Ces deux questions ne
sont pas contradictoires, mais au contraire intimement liées. Les pays
du sud se sont vu imposer un mode de développement au service de notre
propre consommation. Dans le domaine agricole, le FMI et l’OMC ont
obligé les pays en développement à passer d’une agriculture vivrière à
des monocultures intensives destinées à l’export. De même, dans
l’industrie extractive, on continue à exploiter les ressources
naturelles à notre profit de façon scandaleuse. L’exploitation de
l’uranium au Niger pour alimenter l’industrie nucléaire française en
offre un triste exemple. La réflexion sur la relocalisation de
l’activité et la sortie de la dépendance aux énergies fossiles doit donc
être une étape dans la reprise en main par les pays dits du sud de leur
destin, afin qu’ils puissent produire selon leurs propres besoins.
Cela implique également
une remise en cause des réseaux de production industrielle, rendus
possible par une mondialisation libérale qui a fait de certains pays les
ateliers du monde. Les ouvriers y travaillent dans des conditions
abjectes, comme l’a rappelé l’effondrement d’une usine de textile au
Bangladesh l’année dernière. Quand on se dit de Gauche, on ne peut pas
continuer à supporter que des produits de notre vie quotidienne
continuent d’être produits dans ces conditions épouvantables. La
question de la relocalisation est une condition majeure pour une réelle
solidarité internationale.
Il faut toutefois pousser
le raisonnement jusqu’au bout : pour qu’il y ait relocalisation de
l’activité chez nous et dans le sud, il faut un certain nombre de
mesures. Le protectionnisme social et solidaire n’a rien d’un repli
national : c’est au contraire un outil de coopération et de solidarité.

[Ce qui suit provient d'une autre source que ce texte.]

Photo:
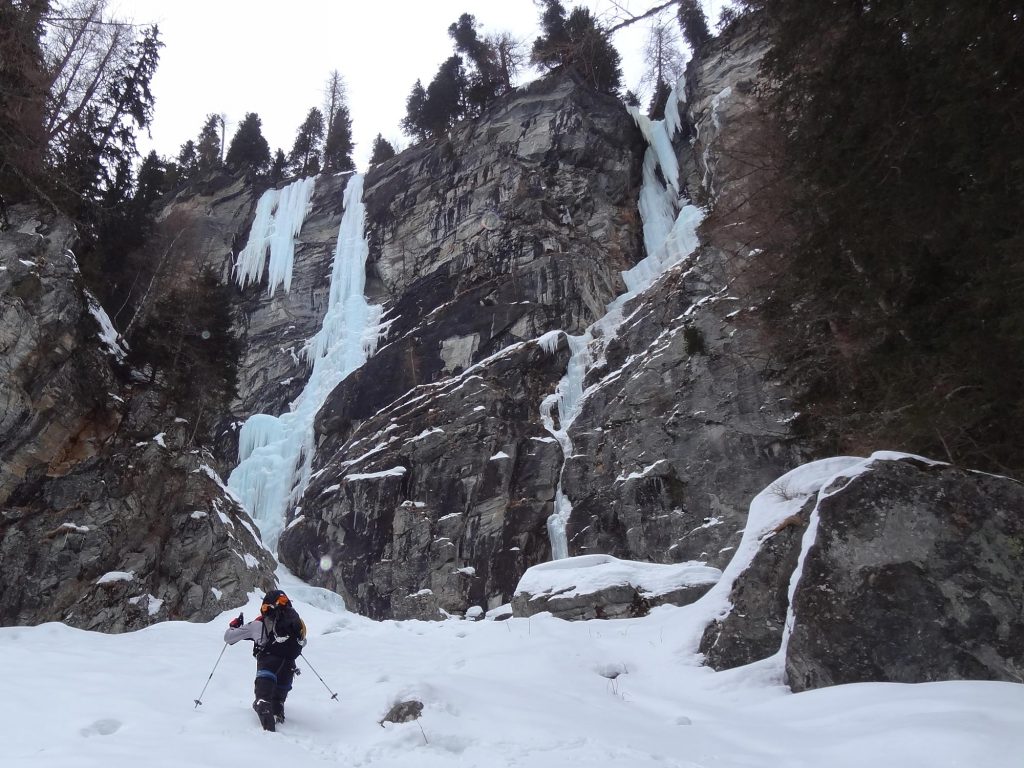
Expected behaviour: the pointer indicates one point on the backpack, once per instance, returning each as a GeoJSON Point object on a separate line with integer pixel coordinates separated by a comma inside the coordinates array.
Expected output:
{"type": "Point", "coordinates": [285, 621]}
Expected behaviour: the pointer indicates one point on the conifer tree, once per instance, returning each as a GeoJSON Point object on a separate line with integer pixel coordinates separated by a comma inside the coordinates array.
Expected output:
{"type": "Point", "coordinates": [444, 103]}
{"type": "Point", "coordinates": [249, 148]}
{"type": "Point", "coordinates": [579, 42]}
{"type": "Point", "coordinates": [694, 25]}
{"type": "Point", "coordinates": [278, 167]}
{"type": "Point", "coordinates": [304, 160]}
{"type": "Point", "coordinates": [413, 124]}
{"type": "Point", "coordinates": [338, 145]}
{"type": "Point", "coordinates": [187, 161]}
{"type": "Point", "coordinates": [208, 145]}
{"type": "Point", "coordinates": [382, 150]}
{"type": "Point", "coordinates": [483, 82]}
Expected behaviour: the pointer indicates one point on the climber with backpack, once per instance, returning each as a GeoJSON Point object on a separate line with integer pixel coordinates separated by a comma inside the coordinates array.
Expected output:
{"type": "Point", "coordinates": [279, 636]}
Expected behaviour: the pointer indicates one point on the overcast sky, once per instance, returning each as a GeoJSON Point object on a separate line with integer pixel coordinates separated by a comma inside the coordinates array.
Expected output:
{"type": "Point", "coordinates": [272, 57]}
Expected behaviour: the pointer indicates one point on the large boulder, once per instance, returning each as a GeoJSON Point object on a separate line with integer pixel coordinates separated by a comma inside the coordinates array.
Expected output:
{"type": "Point", "coordinates": [916, 573]}
{"type": "Point", "coordinates": [604, 587]}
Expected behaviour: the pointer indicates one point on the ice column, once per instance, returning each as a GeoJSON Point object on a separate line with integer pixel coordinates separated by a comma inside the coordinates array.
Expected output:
{"type": "Point", "coordinates": [275, 453]}
{"type": "Point", "coordinates": [280, 214]}
{"type": "Point", "coordinates": [670, 224]}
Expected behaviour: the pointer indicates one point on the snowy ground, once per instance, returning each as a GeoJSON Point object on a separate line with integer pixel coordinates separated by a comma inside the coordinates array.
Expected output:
{"type": "Point", "coordinates": [522, 692]}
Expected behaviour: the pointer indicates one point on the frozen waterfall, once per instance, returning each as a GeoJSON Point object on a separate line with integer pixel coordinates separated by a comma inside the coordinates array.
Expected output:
{"type": "Point", "coordinates": [275, 453]}
{"type": "Point", "coordinates": [670, 224]}
{"type": "Point", "coordinates": [280, 214]}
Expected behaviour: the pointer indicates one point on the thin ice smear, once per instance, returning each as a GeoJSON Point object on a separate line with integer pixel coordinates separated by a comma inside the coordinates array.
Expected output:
{"type": "Point", "coordinates": [670, 230]}
{"type": "Point", "coordinates": [275, 453]}
{"type": "Point", "coordinates": [280, 214]}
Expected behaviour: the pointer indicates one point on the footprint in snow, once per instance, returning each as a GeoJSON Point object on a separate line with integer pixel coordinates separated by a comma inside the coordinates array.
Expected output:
{"type": "Point", "coordinates": [103, 727]}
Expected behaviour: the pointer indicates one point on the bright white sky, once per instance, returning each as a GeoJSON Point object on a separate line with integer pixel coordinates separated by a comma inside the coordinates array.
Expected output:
{"type": "Point", "coordinates": [272, 57]}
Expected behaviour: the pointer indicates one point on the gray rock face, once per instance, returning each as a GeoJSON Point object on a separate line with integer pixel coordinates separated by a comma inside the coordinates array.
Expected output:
{"type": "Point", "coordinates": [619, 601]}
{"type": "Point", "coordinates": [686, 420]}
{"type": "Point", "coordinates": [215, 220]}
{"type": "Point", "coordinates": [54, 407]}
{"type": "Point", "coordinates": [916, 573]}
{"type": "Point", "coordinates": [518, 225]}
{"type": "Point", "coordinates": [439, 502]}
{"type": "Point", "coordinates": [80, 499]}
{"type": "Point", "coordinates": [680, 428]}
{"type": "Point", "coordinates": [760, 598]}
{"type": "Point", "coordinates": [135, 537]}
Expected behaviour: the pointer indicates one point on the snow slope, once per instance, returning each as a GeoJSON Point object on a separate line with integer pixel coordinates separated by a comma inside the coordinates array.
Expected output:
{"type": "Point", "coordinates": [523, 692]}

Tant qu’on n’aura pas le courage de désobéir à l’Union Européenne et aux
institutions internationales de libre échange, on continuera à
cautionner et alimenter cette mondialisation qui fait tant de désastres
au niveau social et environnemental.
Sur quelles alliances politiques pensez-vous pouvoir vous appuyer pour porter ce projet ?
Il faut avancer sur nos
deux jambes : les urnes et la rue. S’il n’y a pas dans la rue une
mobilisation citoyenne et des mouvements sociaux qui soutiennent ces
propositions, on ne pourra atteindre nos objectifs en les décrétant d’en
haut. C’est pourquoi on prend tant de soin à associer à nos réflexions
les associations, les syndicats et les collectifs citoyens. Au niveau
électoral, on essaye d’élargir par la base, en partant du Front de
Gauche et des organisations qui en font partie. Le programme L’humain d’abord
porté par Jean-Luc Mélenchon lors de la présidentielle de 2012 recelait
de nombreux points d’inspiration écosocialiste. Nous souhaitons
l’élargir vers d’autres groupes, à la Gauche de la Gauche (NPA et
décroissants notamment), mais aussi à la Gauche d’EELV et du Parti
socialiste, avec lesquels on continue d’avoir des échanges pour leur
faire comprendre qu’on est plus fort unis, surtout si on a l’ambition
d’incarner une alternative à la social-démocratie pour les prochaines
échéances électorales.
Dans cette optique
de rassemblement, le terme « socialiste » ne risque-t-il pas de gêner
une série d’acteurs ancrés dans les valeurs de Gauche qui ne partagent
pas un certain nombre de référents marxistes ?
L’intérêt
de l’écosocialisme est justement d’associer l’écologie et le socialisme,
et de permettre à des militants, qu’ils proviennent du marxisme ou des
combats pour la défense de l’environnement, de s’y retrouver. Il ne
s’agit pas de doser les deux composantes pour faire plaisir aux uns et
aux autres, mais d’avoir un ensemble cohérent susceptible de fédérer.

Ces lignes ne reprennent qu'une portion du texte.